The seconds stretched into minutes, the only sounds our breathing and the occasional hiss of the wet wood in the hearth as it crumbled and shifted. I thought I heard the flap of wings in the distance, but Isanara did not speak into my mind, so it must have been my imagination.
I was not sure how much time had passed. My stomach rumbled rudely. At least it temporarily drowned out the sound of my own blood thumping angrily through my veins. But Garrick marked the sound, too. The man’s obsession with feeding me was going to get the better of him and break our stalemate.
But when he spoke, it was not about the mundanity of food.
He stared directly into my eyes and did not flinch.
“I will not accept empty touches, not when I know what it feels like to truly have you. When you are ready, I will be here. I will always be here,” Garrick vowed. He looked over his shoulder at the bleak tableau of the soot-covered hearth and burned-up chair. “Even if I have to sleep among the rubble.”
CHAPTER 19
KORYN
“I told you before,”the Dark God said, the slightest annoyance audible beneath the customary smoothness of his words. “That will not be necessary.”
“It will be if I decide to stab you with it,” I scowled, clutching my ice dagger tighter. I was getting better at reading him. Or maybe just better at annoying him. But if I had to spend the entirety of my afterlife driving him to distraction, then so be it. It was the least he deserved.
He’d created me, he’d chosen me, he’d offered me the bargain. I’d promised to be his wife. I had not promised to be a dutiful one.
Maybe this was who I was meant to be. For so long I’d struggled against my power and the evil that Maura demanded of me. How easy it would be to just give in to it, finally. Maybe then the pain and guilt would go away. Would the fae woman’s face stop haunting my dreams?

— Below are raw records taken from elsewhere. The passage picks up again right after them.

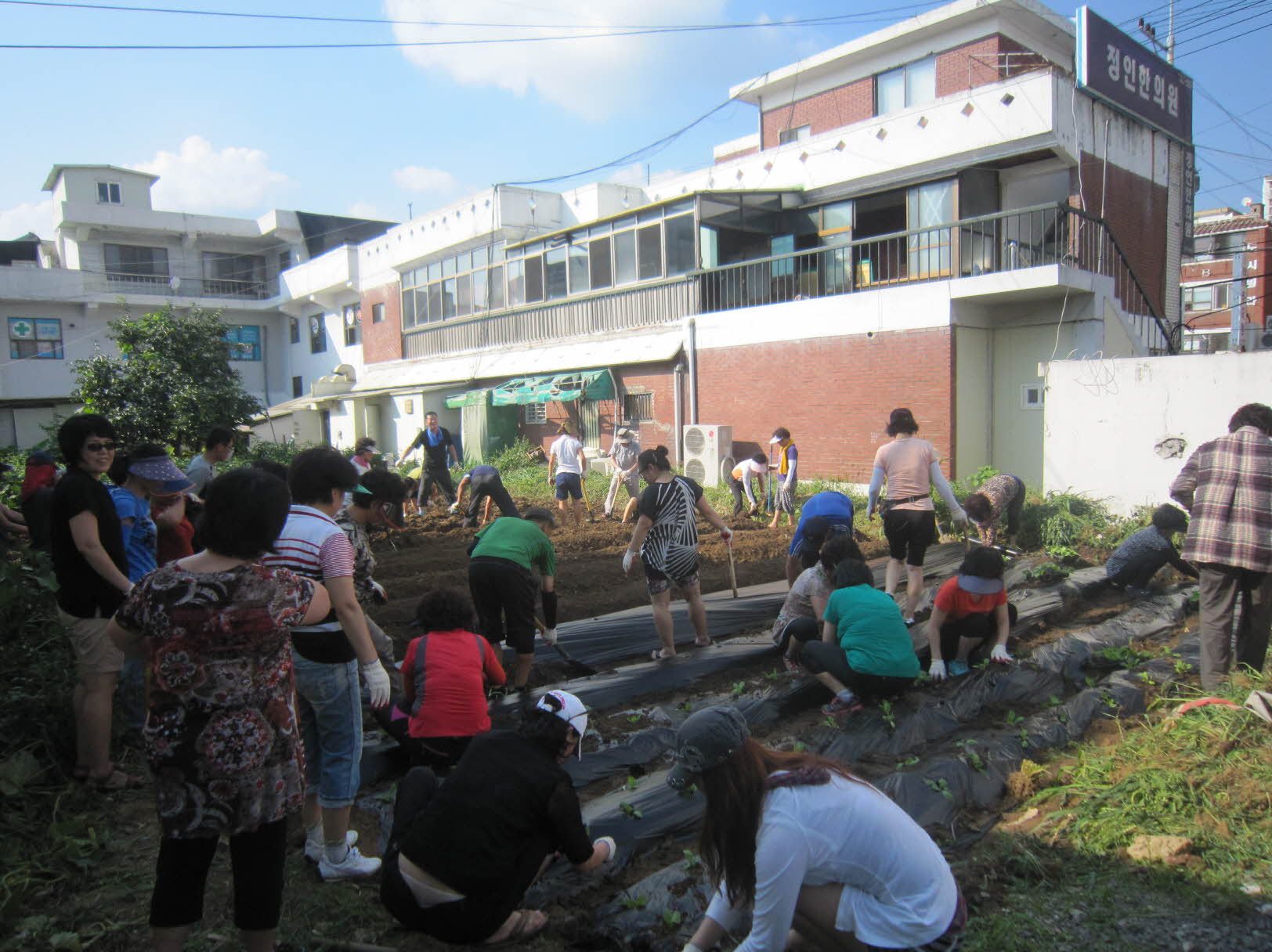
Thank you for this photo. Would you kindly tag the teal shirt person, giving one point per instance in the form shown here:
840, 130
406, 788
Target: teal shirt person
872, 632
518, 540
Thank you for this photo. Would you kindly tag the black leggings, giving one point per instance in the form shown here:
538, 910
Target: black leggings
256, 860
477, 915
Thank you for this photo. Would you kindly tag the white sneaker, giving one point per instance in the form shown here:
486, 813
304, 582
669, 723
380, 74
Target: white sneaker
313, 848
355, 866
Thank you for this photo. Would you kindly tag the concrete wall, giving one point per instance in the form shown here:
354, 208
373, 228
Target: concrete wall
1108, 421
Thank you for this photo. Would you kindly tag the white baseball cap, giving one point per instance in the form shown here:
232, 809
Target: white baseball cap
569, 709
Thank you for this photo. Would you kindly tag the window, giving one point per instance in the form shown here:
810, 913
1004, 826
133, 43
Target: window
352, 324
36, 337
911, 84
135, 265
317, 334
794, 135
244, 341
638, 407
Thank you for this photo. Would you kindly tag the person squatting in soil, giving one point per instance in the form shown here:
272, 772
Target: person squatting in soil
1141, 554
327, 658
218, 632
667, 540
970, 611
911, 468
801, 843
462, 856
446, 674
487, 489
504, 558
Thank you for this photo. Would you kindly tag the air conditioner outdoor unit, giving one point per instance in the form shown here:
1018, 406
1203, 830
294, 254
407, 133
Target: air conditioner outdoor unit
707, 453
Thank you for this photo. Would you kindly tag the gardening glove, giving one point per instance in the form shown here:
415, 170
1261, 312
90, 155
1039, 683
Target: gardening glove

We sat on the bed again. Isanara was out foraging again. Unlike last time, the Dark God had appeared while Garrick and I were dressing, determinedly facing opposite directions and avoiding each other. The Dark God had stood in the middle of the room and offered commentary on both of our bodies.It did not matter that every word out of his mouth had been complimentary. It had been fucking humiliating, and if I got to annoy him in return? It was the least I wanted to do to him.